Падение Херсонеса (Фролова) - страница 8


Когда глаза выжигают, не смотрят, где болгарин, где русс.

Владимир на коня. Добрыня схватил за уздцы, останавливая.

— Князь, за тобой Русь! Убьют тебя, опять распри, раздор.

Прав Добрыня. Ромеев много. Военный корабль. Освободить своих не освободишь. Только голову сложишь.

Владимир рванул узду. Конь на дыбы.

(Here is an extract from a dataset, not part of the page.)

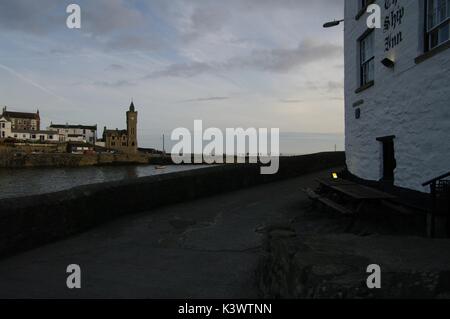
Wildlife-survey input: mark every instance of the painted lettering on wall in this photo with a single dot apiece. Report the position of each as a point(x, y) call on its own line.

Любого бы из дружины поднял бы в воздух и растоптал копытами. Но у Добрыни руки крепкие, как кузнечные клещи. Узду не выпустил. Коня осадил. Вздулись мышцы на груди, на руках.

— Остынь, князь! Не лезь к ромеям… Нельзя этого делать, князь!.. Нельзя такое делать!

Делать нельзя — а не делать и совсем невозможно.

Владимир выхватил меч. И поводья разрубит, и руку Добрыне вон, если под меч угодит. Добрыня и отпустил коня.

Владимир пришпорил коня. За ним поскакала дружина. В облаке пыли влетели в стан ромеев. Костры горят. Стон и вой топот коней заглушают. Уже выжгли глаза первым. Разбросала дружина князя опешивших от наскока ромеев направо и налево, мечами проложила дорогу к кострам. Своих узнали сразу, по одежде, отличной от других. Круку и Колоту, старшим послам, уже глаза выжгли. Они крутились на земле, в пыли и грязи, залитые кровью, и вопили так, что сердце от криков вон рвалось из груди. Ростислав, мальчишка, связанный по рукам и ногам, уже был в руках трех ромеев. Четвертый тянул обугленный кол с заостренным концом к его глазу.

Владимир налетел конем на ромея. Схватил Ростислава. Затлелись от огня полы плаща. Владимир крутанул на коне один, два, три раза, сзывал своих: «Назад!» Поскакал к своему лагерю. Добрыня за ним. За Добрыней остальные.

С тех пор у Ростислава у правого глаза след от ожога. Концом обугленным успел пройти ромей. От того глаз правый у Ростислава как бы чуть прищуренный.

На век прищуренный.

А Крук и Колота — слепцы.

Душа славянская певучая. Сделали им гусли. Со множеством струн. Под их пальцами гусли пели, беря за душу. А слепцы, глядя ничего не видящими глазами, рассказывали о том, какое небо синее, какой Днепр широкий, как много видели их глаза тогда, когда еще не были выколоты ромеями. От этого пения у одних наворачивались слезы от умиления перед красотой мира, у других сердца закипали злобой к ромеям.

Владимир тоже не может простить ромеям слепоты Крука и Колота. Не может простить ромеям желания и мальчишку ослепить, Ростислава. Говоришь, твой Бог, ромей, милостив. Враг перед тобой — убей врага в бою. Пошто над человеком издеваешься? Зачем слепишь?.. А еще, говорят, во дворце царей евнухи. Это — зачем? Зачем сквернишь человека, если даже ты в плен его взял? Каким бог создал его — таким ты его и оставь. Богом, ромей, не только меня пугай, Бога и сам бойся.